Abstract
Objective
: This study evaluated natural language processing methods to extract clinical data from free text in surgical reports related to cardiac pacing and defibrillation in order to populate a registry.
Methods
: The information extraction system that we have developed is a name entity recognition system based on GATE using regular expressions. 232 reports were analyzed. For each report, we performed manual abstraction, we collected the information stored in the registry, and we performed information extraction with our system. Sensitivity, positive predictive value and accuracy were used to evaluate our method.
Results
: Our system extracted information, including numeric data, text and combination of numbers and strings, with a high sensitivity (>90%) and very high predictive positive value (>95%). It featured a precision that was higher than the precision of the original registry database populated by manual input.
Conclusion
This tool based on GATE open source components provides a robust approach to extracting information from documents related to a specific narrow domain such as pacemaker reports. Further evaluation is needed for application to broader domains.
Introduction
With more than 500,000 pacemaker implantations worldwide per year, cardiac resynchronization therapy alone or combined with an implantable defibrillator is a highly promoted medical treatment. The number of patients that underwent permanent pacemaker implantation has increased due to novel indications and socio-economic factors [1]. Device failures, as well as increasing global costs, led to the establishment of national and international registries to achieve quality assurance and improve patient safety [2–4]. As many others, the French national registry is a multi-centric electronic repository that collects information for each device implantation [5], including information about devices (e.g., serial number), clinical contexts (e.g., disease), and procedures (e.g., pacing mode) Data entry in registries relies on electronic forms and manual data input. It is independent from clinical follow-up and therefore remains labor intensive and costly, and exhaustiveness is an important and unsolved issue. On the other hand, most clinical data are stored in free text and Natural Language Processing (NLP) may be used to extract information from text [6] and avoid multiple entry of the same information.
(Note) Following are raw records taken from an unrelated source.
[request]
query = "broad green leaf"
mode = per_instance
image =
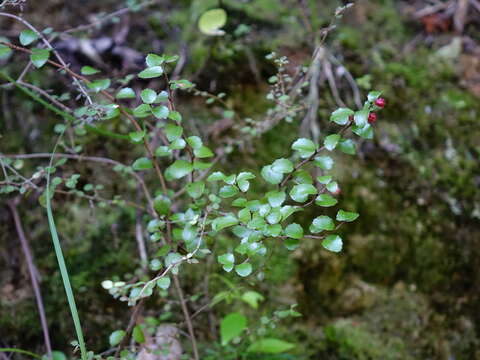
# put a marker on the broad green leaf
(294, 231)
(99, 85)
(175, 116)
(142, 110)
(160, 112)
(163, 151)
(154, 60)
(151, 72)
(244, 269)
(325, 200)
(232, 326)
(361, 117)
(270, 346)
(227, 260)
(195, 142)
(305, 147)
(346, 216)
(333, 187)
(365, 131)
(300, 192)
(228, 191)
(126, 93)
(162, 204)
(282, 166)
(116, 337)
(216, 176)
(347, 146)
(178, 169)
(333, 243)
(164, 283)
(138, 335)
(27, 37)
(195, 189)
(324, 162)
(173, 132)
(88, 70)
(292, 244)
(324, 179)
(142, 164)
(322, 223)
(224, 222)
(341, 116)
(271, 176)
(374, 95)
(211, 21)
(276, 198)
(39, 57)
(148, 96)
(331, 141)
(137, 136)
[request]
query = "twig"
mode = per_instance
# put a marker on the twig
(140, 238)
(49, 46)
(31, 269)
(110, 98)
(88, 158)
(310, 158)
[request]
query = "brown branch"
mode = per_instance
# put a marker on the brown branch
(32, 271)
(92, 159)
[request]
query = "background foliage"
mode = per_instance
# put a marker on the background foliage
(405, 286)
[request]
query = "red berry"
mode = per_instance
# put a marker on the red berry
(380, 102)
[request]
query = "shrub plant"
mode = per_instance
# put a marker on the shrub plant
(187, 202)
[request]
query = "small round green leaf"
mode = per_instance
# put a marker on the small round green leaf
(333, 243)
(211, 21)
(142, 164)
(244, 269)
(232, 326)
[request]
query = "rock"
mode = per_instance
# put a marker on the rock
(163, 346)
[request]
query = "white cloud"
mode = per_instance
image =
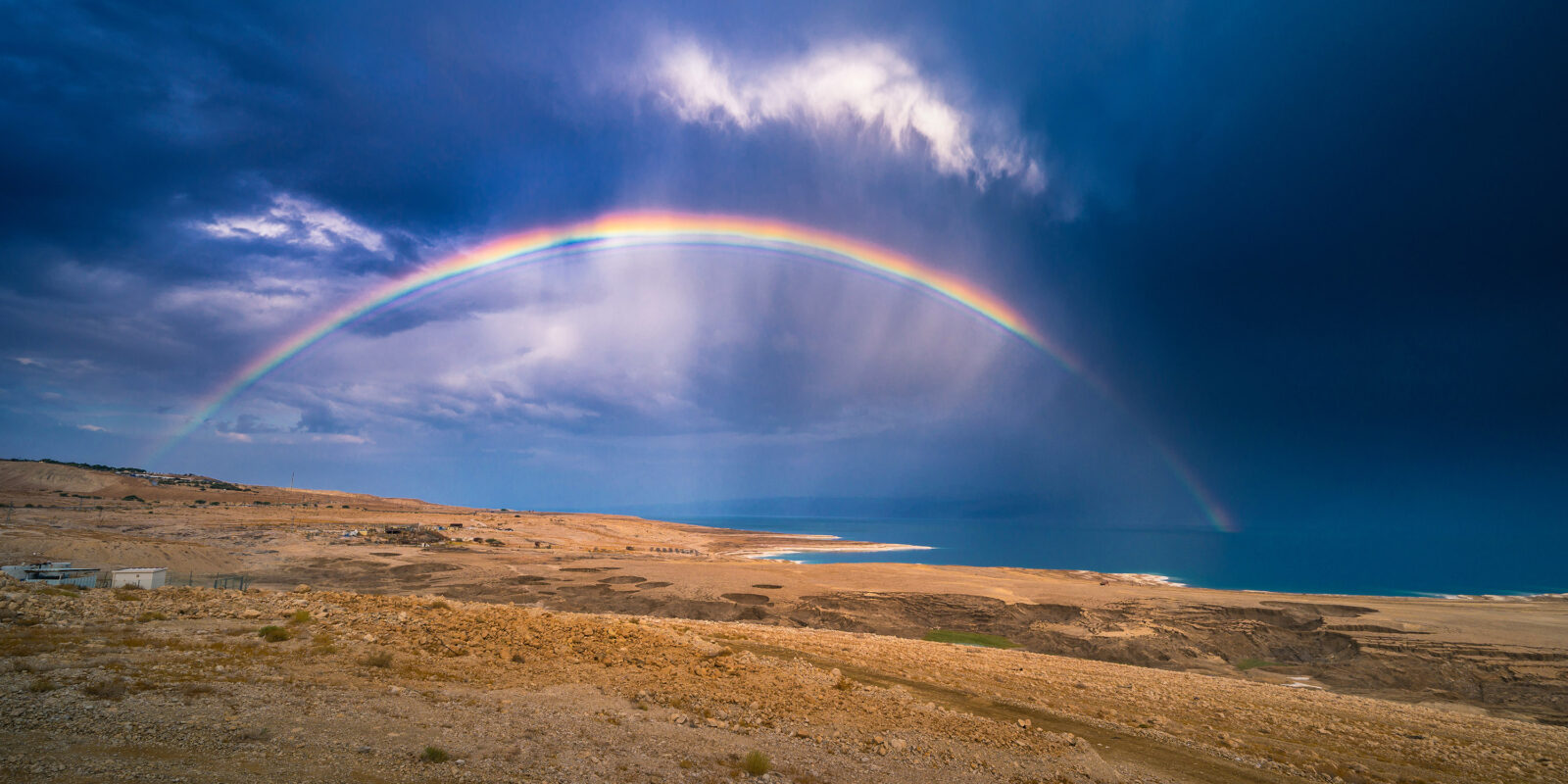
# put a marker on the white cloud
(297, 221)
(867, 86)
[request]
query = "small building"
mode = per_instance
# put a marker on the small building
(140, 577)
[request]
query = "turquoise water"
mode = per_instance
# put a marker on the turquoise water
(1366, 562)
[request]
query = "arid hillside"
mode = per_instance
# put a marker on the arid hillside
(1264, 686)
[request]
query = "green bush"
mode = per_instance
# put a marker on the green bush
(943, 635)
(273, 634)
(757, 762)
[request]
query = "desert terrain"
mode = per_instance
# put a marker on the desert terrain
(543, 647)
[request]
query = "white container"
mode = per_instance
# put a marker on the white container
(138, 577)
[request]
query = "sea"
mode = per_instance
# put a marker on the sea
(1360, 562)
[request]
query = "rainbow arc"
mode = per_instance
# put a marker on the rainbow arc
(650, 229)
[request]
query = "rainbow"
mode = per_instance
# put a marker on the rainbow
(665, 229)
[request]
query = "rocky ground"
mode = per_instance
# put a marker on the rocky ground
(190, 684)
(700, 656)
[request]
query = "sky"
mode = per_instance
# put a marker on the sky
(1303, 263)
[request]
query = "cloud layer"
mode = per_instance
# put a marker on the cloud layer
(866, 88)
(297, 221)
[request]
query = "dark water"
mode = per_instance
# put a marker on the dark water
(1387, 564)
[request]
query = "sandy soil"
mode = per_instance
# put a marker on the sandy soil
(1471, 661)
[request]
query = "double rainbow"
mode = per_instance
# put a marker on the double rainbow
(647, 229)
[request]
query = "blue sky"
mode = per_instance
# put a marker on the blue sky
(1314, 251)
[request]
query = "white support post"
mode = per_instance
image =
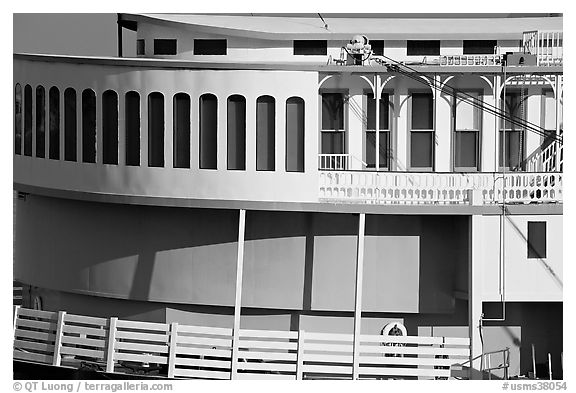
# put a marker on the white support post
(377, 130)
(58, 342)
(16, 310)
(300, 355)
(172, 349)
(111, 342)
(358, 296)
(496, 94)
(474, 292)
(238, 296)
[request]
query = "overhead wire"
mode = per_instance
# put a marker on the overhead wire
(485, 107)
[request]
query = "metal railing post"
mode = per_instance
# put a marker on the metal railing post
(111, 344)
(58, 342)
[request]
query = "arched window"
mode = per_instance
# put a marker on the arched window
(265, 133)
(18, 119)
(28, 120)
(155, 130)
(181, 108)
(208, 131)
(236, 134)
(40, 122)
(295, 134)
(70, 124)
(132, 116)
(110, 127)
(54, 123)
(88, 126)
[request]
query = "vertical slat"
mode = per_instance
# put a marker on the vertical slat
(58, 341)
(300, 355)
(238, 297)
(111, 342)
(377, 130)
(16, 309)
(358, 303)
(172, 349)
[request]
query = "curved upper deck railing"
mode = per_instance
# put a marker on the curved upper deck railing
(82, 99)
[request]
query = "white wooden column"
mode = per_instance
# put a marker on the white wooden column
(475, 292)
(358, 296)
(238, 296)
(377, 98)
(497, 104)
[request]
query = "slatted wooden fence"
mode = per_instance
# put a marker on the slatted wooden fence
(181, 351)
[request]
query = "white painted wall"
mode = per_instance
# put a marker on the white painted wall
(524, 279)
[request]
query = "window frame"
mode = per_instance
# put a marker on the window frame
(343, 133)
(366, 129)
(502, 126)
(533, 251)
(198, 48)
(239, 131)
(140, 47)
(160, 50)
(483, 51)
(455, 131)
(415, 49)
(300, 49)
(410, 167)
(270, 137)
(299, 100)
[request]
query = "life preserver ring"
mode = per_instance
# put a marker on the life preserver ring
(398, 325)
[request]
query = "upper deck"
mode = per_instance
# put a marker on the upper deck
(160, 132)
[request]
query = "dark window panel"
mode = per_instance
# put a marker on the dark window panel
(265, 133)
(236, 132)
(208, 131)
(295, 134)
(132, 116)
(88, 126)
(536, 239)
(384, 152)
(70, 128)
(384, 112)
(54, 123)
(310, 47)
(466, 149)
(332, 111)
(40, 122)
(423, 48)
(140, 47)
(181, 130)
(333, 142)
(210, 47)
(479, 47)
(155, 130)
(377, 47)
(110, 127)
(28, 120)
(164, 46)
(514, 149)
(422, 111)
(18, 119)
(421, 147)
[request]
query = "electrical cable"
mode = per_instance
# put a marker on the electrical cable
(486, 107)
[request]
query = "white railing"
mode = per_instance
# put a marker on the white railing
(181, 351)
(546, 45)
(342, 162)
(471, 60)
(439, 188)
(544, 160)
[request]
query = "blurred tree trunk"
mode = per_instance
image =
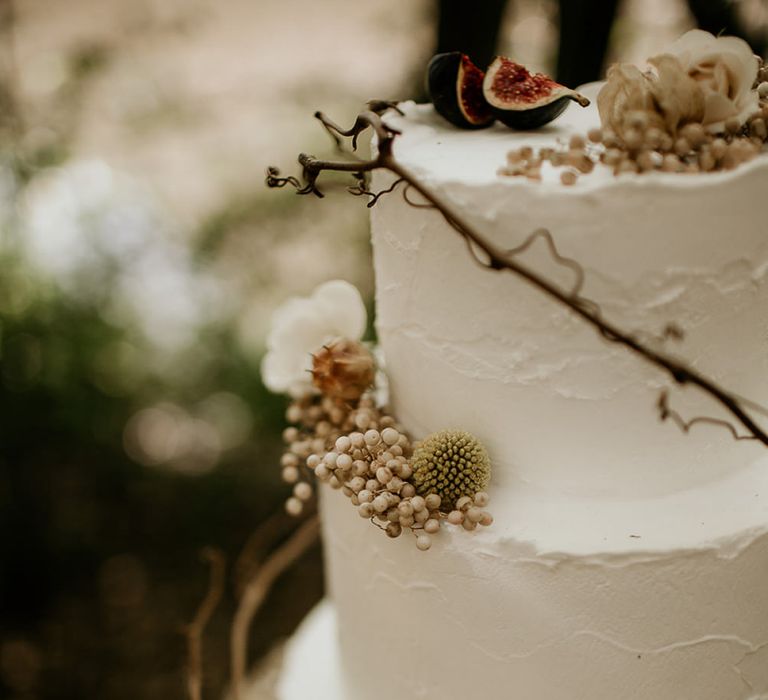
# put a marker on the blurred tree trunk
(472, 28)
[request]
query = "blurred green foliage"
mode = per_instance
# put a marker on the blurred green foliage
(99, 564)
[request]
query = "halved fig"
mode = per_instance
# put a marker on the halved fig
(524, 100)
(455, 86)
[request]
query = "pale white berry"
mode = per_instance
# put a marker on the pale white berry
(293, 414)
(455, 517)
(362, 420)
(302, 491)
(421, 516)
(393, 529)
(474, 514)
(343, 444)
(405, 508)
(380, 503)
(423, 542)
(293, 506)
(390, 436)
(418, 503)
(463, 503)
(357, 484)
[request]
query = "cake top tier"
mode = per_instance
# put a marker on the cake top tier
(442, 154)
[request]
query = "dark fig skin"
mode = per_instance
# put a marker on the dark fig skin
(527, 119)
(454, 85)
(522, 100)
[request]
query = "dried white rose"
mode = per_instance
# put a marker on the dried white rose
(301, 326)
(725, 68)
(665, 96)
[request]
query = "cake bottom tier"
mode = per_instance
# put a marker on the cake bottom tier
(490, 614)
(311, 667)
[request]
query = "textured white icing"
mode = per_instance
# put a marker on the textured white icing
(627, 561)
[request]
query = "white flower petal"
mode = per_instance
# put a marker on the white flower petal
(301, 326)
(341, 303)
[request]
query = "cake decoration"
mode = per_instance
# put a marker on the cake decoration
(700, 106)
(452, 464)
(455, 86)
(488, 255)
(470, 98)
(524, 100)
(343, 435)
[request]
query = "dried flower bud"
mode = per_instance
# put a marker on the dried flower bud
(452, 464)
(343, 369)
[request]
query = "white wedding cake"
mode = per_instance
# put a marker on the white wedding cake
(628, 559)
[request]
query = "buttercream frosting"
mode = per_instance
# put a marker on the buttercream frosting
(627, 560)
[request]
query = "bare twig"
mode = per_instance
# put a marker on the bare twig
(498, 260)
(256, 591)
(667, 413)
(268, 532)
(195, 629)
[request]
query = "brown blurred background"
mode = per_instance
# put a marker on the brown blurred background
(140, 258)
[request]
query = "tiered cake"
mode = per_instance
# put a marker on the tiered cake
(628, 560)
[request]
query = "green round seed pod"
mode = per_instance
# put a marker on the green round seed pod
(452, 464)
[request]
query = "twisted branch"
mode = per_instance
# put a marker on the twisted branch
(498, 260)
(256, 591)
(194, 630)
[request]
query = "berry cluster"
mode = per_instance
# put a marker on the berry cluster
(318, 423)
(365, 454)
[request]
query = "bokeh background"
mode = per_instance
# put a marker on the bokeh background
(140, 259)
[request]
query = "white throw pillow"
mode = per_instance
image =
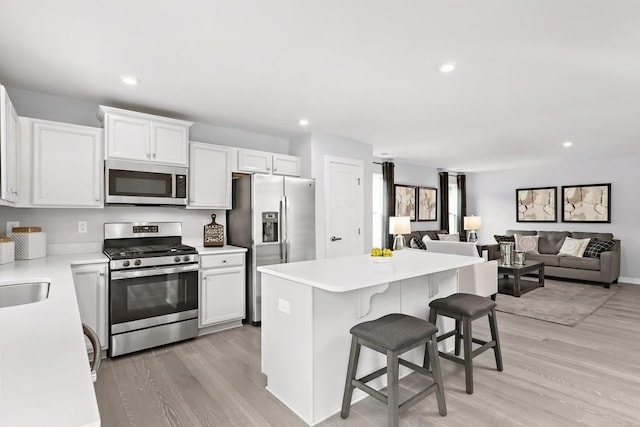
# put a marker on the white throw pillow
(574, 247)
(527, 243)
(454, 237)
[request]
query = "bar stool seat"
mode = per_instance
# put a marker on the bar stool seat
(393, 335)
(465, 308)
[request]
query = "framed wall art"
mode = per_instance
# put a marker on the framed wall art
(536, 204)
(586, 203)
(427, 204)
(406, 201)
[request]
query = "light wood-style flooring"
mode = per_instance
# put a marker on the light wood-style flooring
(553, 376)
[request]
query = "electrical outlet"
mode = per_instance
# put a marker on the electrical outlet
(11, 224)
(283, 305)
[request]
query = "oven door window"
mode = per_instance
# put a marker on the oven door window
(143, 297)
(134, 183)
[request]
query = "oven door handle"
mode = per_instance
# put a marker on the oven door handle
(128, 274)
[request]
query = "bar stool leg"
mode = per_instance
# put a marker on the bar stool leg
(493, 324)
(468, 358)
(437, 374)
(351, 375)
(392, 387)
(458, 338)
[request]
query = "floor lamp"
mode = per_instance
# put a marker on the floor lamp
(399, 225)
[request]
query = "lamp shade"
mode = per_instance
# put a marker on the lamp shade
(399, 225)
(472, 223)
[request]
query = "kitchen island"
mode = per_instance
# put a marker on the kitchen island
(45, 379)
(308, 308)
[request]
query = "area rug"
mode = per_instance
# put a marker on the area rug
(566, 303)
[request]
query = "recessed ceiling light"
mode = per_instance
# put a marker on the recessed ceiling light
(130, 80)
(447, 67)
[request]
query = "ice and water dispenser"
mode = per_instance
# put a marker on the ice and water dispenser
(269, 227)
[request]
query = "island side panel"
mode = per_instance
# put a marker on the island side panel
(335, 313)
(287, 358)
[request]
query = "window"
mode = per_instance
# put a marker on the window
(377, 208)
(453, 204)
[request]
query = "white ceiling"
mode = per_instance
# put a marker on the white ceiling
(531, 73)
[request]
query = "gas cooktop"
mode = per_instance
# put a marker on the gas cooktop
(148, 251)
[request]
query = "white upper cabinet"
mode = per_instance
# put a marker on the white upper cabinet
(209, 176)
(8, 150)
(67, 168)
(263, 162)
(144, 137)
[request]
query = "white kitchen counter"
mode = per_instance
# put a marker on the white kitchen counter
(308, 308)
(45, 378)
(361, 271)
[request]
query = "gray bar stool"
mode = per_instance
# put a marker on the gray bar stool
(465, 308)
(393, 335)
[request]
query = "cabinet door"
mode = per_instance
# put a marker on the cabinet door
(254, 161)
(8, 149)
(90, 282)
(286, 165)
(67, 165)
(221, 295)
(209, 176)
(127, 138)
(169, 143)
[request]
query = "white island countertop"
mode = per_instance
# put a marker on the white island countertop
(361, 271)
(45, 378)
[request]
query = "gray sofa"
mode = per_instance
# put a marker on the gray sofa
(605, 269)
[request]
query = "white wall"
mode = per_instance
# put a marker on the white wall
(492, 196)
(61, 225)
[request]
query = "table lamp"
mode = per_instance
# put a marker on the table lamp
(471, 224)
(399, 225)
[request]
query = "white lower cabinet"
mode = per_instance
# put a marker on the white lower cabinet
(90, 281)
(222, 289)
Several recent NLP systems have shown promising results in extracting information from medical narratives [7–10]. For example, to extract information from pathology reports, which contain poor narration and tabular data (such as pacemaker implantation reports), a preprocessor was integrated to MedLEE [7,11,16]. In a recent paper, Turchin used regular expressions (a metalanguage which describes string search patterns), to extract numeric data form free-text [12].
The objective of this paper is to study whether automated information extraction from free-text clinical reports may be used to help populate a pacemaker registry database. More precisely, we developed a system based on a limited set of rules and regular expressions to extract information related to the patients, the medical devices, and the procedures. The information extracted by our system was then compared to the information extracted by an expert and to the data stored in the registry.
Methods
This study compares the information extracted from medical narratives with the structured data stored in a national registry (Fig. 1).
Corpus
We built a corpus containing all the reports produced at the Department of Cardiology, Rennes University Hospital for patients that were implanted with a pacemaker or a defibrillator during year 2005. A total of seven cardiologists dictated those documents and all documents had approximately the same structure and contained the same items. All the reports were stored in Microsoft Word® 97/2000 format. This corpus is referred as the discharge summary set or ‘SCRIBE’ set (Fig 1).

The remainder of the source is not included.